One problem with the distributed Raman amplifier 100 is that a high energy optical pump signal at a specific wavelength must be generated to produce Stimulated Raman Scattering. Optical pump lasers are often used to generate high energy optical pump signals. Optical pump signals generated by optical pump lasers are strongly polarized.
In order to increase the needed power near a specific wavelength, two polarizations orthogonally mixed are utilized. Increasing the optical pump power at a specific wavelength allows the pump signal spectrum to be more equalized as the gain profile in amplification in not uniform. The polarizations are mixed so as to not concentrate too much power at one wavelength and polarization which might cause non-linear effects in standard-type fiber deployed widely in networks today.
One solution to this problem at specific wavelengths needing increased pump power is to generate two initial optical signals at the same wavelength but with orthogonal polarizations. The two initial optical signals are then coupled and their polarizations combined to form an optical pump signal which is then multiplexed into the optical fiber 140 with the input optical signal.

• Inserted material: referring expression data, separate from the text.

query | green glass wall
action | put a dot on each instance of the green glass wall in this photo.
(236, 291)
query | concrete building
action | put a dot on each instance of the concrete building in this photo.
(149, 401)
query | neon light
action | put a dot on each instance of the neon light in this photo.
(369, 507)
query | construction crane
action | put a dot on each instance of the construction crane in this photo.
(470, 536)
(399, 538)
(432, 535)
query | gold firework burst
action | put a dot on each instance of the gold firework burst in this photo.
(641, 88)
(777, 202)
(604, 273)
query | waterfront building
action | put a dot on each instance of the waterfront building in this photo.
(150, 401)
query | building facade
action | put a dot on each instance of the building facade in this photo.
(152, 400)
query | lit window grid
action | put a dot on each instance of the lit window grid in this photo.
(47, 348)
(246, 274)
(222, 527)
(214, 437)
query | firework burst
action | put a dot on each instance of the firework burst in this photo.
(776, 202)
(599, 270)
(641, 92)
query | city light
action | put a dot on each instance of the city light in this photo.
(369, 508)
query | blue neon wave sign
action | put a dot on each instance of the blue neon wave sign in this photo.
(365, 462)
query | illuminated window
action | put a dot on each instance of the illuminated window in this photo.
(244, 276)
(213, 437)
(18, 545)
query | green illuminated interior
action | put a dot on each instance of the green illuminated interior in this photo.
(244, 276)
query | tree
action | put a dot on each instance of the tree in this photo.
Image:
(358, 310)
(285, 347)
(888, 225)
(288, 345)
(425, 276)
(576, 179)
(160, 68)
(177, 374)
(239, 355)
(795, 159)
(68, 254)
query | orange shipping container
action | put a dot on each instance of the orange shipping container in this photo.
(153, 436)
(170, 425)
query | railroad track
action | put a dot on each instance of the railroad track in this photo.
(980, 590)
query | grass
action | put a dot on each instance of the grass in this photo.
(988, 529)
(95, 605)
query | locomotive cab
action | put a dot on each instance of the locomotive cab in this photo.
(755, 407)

FIG. 2 is an illustration of a Raman pump module 200 in the prior art. At least two pump lasers at wavelength (1) 210 generate separate initial optical signals. Each initial optical signal has a polarization, as does every other initial optical signal of a specific wavelength. The polarization beam combiner 220 couples the initial optical signals of the same wavelength and then combines their polarizations orthogonally. A wavelength division multiplexer (WDM 230) multiplexes the initial optical signals to form an optical pump signal. WDM 230 then transmits the optical pump signal band into optical fiber 240.
In this technique, multiple optical pump lasers are required for certain wavelengths to generate the desired effect of amplification which increases cost. Further, the use of multiple optical pump lasers for each wavelength requires that the power and polarization of each optical pump laser be adjusted and balanced. The process of adjustment and balance of optical pump lasers requires costly logistical support and offers an opportunity for error. Further, additional optical pump lasers increase the chances of optical system failure due to component failure.